Saving up for any milestone, whether getting married, going to college, or buying a home, is all about choices. If you want the money to achieve a major goal, you'll need to stop spending money elsewhere. It's a very basic concept, yet some folks have a hard time following that advice. But if you're really intent on buying a home, it probably means you'll need to cut corners somewhere in that budget you just created.

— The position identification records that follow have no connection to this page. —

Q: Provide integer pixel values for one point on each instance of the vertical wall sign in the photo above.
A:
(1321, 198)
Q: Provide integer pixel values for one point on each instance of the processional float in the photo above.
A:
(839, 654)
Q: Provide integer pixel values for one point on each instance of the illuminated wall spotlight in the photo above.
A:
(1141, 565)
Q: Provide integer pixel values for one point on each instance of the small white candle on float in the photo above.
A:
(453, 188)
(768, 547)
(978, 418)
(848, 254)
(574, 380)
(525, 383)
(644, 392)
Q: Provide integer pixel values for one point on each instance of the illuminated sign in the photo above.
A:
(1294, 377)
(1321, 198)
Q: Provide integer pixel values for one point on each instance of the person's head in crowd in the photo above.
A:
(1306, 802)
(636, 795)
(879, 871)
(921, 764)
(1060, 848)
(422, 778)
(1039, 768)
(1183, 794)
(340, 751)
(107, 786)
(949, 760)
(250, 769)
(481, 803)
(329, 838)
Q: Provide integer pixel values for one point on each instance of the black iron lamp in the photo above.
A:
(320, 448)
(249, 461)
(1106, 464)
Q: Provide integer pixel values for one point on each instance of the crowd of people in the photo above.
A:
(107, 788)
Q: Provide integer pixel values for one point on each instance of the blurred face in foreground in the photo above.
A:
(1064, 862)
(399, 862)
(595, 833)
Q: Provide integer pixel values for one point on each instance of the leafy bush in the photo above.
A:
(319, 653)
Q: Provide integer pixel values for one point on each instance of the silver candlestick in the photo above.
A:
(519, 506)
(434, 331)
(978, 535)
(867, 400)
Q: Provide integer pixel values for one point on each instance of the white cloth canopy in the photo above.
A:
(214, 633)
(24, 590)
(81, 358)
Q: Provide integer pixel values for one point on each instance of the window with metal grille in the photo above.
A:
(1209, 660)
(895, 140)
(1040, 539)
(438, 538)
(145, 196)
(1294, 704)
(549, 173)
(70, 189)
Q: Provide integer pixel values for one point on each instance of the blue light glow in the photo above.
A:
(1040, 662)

Which expenses should you slash? That's really up to you. You might prefer to make small changes, like canceling your cable package, eating out less frequently, or buying lower-end clothing for work. But if it's the small luxuries that help you enjoy life, you might instead opt for one larger change, like getting rid of a vehicle or downsizing your rental space to free up more cash for savings. The choice is yours, so do whatever impacts your lifestyle the least.

3. Get a second job

Liberating as it might be to march into your boss's office and demand a raise, chances are, if you want to increase your earnings, you'll need to work a second gig. The good news? If you're willing to take on a side hustle temporarily, you can turbocharge your savings and reach your goal of amassing a down payment more quickly. After all, if you're used to living without those secondary wages, you should have no problem sticking them directly into the bank.

Be sure to save that 20%

If you're eager to become a homeowner, you may be tempted to ignore the conventional advice of saving enough to put 20% down. Don't do it. If you fail to come up with that 20%, you'll be hit with private mortgage insurance, or PMI, which will not only make your monthly payments more expensive, but make it harder to establish equity in your home. PMI will generally equal anywhere from 0.5% to 1% of your home loan's value. On a $400,000 mortgage, that's $2,000 to $4,000 more per year you'll be spending on top of your regular payment. And that could spell the difference between managing your new expenses and failing to keep up.

One final thing: Before you buy that home, be sure to have at least three months' worth of living expenses tucked away safely in the bank. Though homeownership can be a wonderful thing, it can also unearth costly surprises, and the more prepared you are financially, the less stressful that prospect will be.